Observation data (J2000 epoch)
- Constellation: Hercules
- Right ascension: 16^{h} 05^{m} 36.8^{s}
- Declination: +17° 48′ 07.7″
- Redshift: 0.034210
- Heliocentric radial velocity: 10,206 km/s
- Distance: 464 Mly (142.26 Mpc)
- Group or cluster: Hercules Cluster
- Apparent magnitude (V): 15.19

Characteristics
- Type: SAO+ pec, HII
- Size: 135,000 ly

Other designations
- PGC 57084, UGC 10192, CGCG 108-126, MCG +03-41-104, Mrk 298, AGC 260184, NPM1G+17.0584, 2MASX J16053680+1748078, NVSS J160536+174804, 1RXS J160537.9+174740, KUG 1603+179B, SDSS J160536.78+174807.5, WBL 607-016, 2MASS J16053680+1748075, LEDA 57084

= IC 1182 =

Galaxy in the constellation Hercules

IC 1182 is a type S0-a lenticular galaxy located in Hercules. It is located 464 million light-years away from the Solar System and was discovered on August 11, 1892, by Stephane Javelle. IC 1198 is a member of the Hercules Cluster, which is a part of the CfA 2 Great Wall.

== Description ==
IC 1182 was originally classified as a Seyfert type 2 galaxy but later, research shows it is an unusual and rare galaxy in some kind of merger event. A jet which is extending out from the center in an easterly direction is composed of kinetic material. There is a broad, faint S-shaped plume and debris on the other side of the galaxy. IC 1182 radiates a lot of energy and ejects a substantial amount of material at high velocity. In its central region, clusters of O-type hot blue stars are present.

== An ongoing merger? ==
IC 1182 shows high resolution broad and narrow band images and long slit spectroscopy. It reveals a distorted morphology with a heavily obscured disk-link structure with several knots in its regions. Some of the galactic material, in the form of two slender tails are detected beyond the main body of the galaxy. IC 1182 has color indices of an early type object which is significantly bluer than what is typical for this kind of galaxy. The narrow lines show this galaxy is a powerful emitter and the knots in the central region and inside the tail emerging eastward from the galaxy are luminous in Hα and have typical sizes of 1 kpc.

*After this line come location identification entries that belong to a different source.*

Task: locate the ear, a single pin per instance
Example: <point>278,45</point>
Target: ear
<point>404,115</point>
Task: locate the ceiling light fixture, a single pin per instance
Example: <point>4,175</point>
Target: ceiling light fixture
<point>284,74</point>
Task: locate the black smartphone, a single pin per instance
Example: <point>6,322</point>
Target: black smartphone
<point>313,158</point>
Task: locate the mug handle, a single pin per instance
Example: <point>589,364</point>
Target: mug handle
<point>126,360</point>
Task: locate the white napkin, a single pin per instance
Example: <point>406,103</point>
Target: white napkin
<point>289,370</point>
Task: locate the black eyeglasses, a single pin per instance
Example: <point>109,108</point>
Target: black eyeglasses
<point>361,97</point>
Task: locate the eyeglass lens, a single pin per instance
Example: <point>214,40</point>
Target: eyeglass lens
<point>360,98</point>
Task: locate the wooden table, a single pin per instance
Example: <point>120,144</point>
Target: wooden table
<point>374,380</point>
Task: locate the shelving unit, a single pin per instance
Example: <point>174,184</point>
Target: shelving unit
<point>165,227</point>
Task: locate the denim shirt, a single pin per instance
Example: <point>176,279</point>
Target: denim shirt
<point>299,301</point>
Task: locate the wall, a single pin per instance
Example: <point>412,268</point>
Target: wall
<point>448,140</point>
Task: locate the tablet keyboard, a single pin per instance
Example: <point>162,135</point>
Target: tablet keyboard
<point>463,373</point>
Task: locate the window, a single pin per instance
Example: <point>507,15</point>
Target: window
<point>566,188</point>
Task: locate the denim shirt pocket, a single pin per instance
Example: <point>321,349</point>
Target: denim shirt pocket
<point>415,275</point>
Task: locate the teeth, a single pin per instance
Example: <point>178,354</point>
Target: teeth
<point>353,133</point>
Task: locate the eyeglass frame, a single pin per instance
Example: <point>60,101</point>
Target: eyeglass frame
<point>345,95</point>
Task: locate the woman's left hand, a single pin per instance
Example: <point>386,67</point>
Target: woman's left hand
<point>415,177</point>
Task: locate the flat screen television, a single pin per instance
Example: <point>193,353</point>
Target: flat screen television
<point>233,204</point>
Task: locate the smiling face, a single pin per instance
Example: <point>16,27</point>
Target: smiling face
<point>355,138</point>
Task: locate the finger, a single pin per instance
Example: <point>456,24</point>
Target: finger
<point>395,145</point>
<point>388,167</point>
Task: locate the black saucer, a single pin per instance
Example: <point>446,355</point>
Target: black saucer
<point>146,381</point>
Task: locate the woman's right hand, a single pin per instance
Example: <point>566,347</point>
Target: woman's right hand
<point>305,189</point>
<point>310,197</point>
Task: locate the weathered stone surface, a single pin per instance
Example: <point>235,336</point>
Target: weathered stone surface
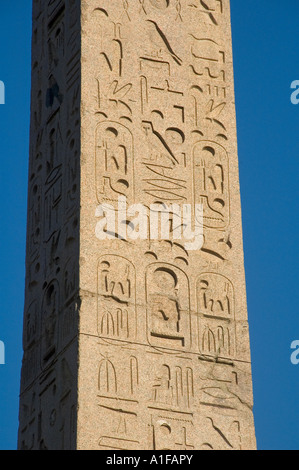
<point>133,344</point>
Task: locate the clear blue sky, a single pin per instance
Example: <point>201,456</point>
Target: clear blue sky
<point>266,59</point>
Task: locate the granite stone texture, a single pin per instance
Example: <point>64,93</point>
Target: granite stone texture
<point>133,344</point>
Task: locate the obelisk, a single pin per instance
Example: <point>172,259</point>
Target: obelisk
<point>133,344</point>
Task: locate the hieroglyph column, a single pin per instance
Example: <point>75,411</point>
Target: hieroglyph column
<point>134,344</point>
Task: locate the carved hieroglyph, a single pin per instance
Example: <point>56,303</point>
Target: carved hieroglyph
<point>133,344</point>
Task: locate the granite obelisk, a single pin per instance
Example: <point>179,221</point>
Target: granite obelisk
<point>134,343</point>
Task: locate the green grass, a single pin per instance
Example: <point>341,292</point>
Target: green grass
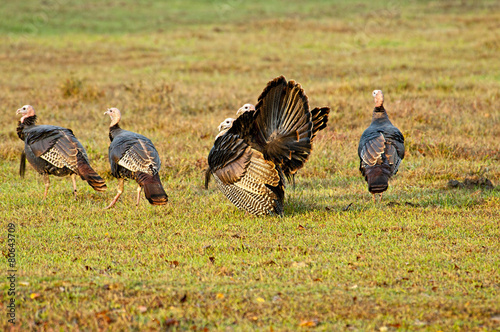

Additionally, IC 1182 contains large quantities of neural hydrogen which its distance-independent ratio of hydrogen mass to optical luminosity is equal to 0.7 times the solar ratio. This could indicate it might be involved in a collision involving a gas-rich spiral galaxy which gives rise to observed nuclear emission lines.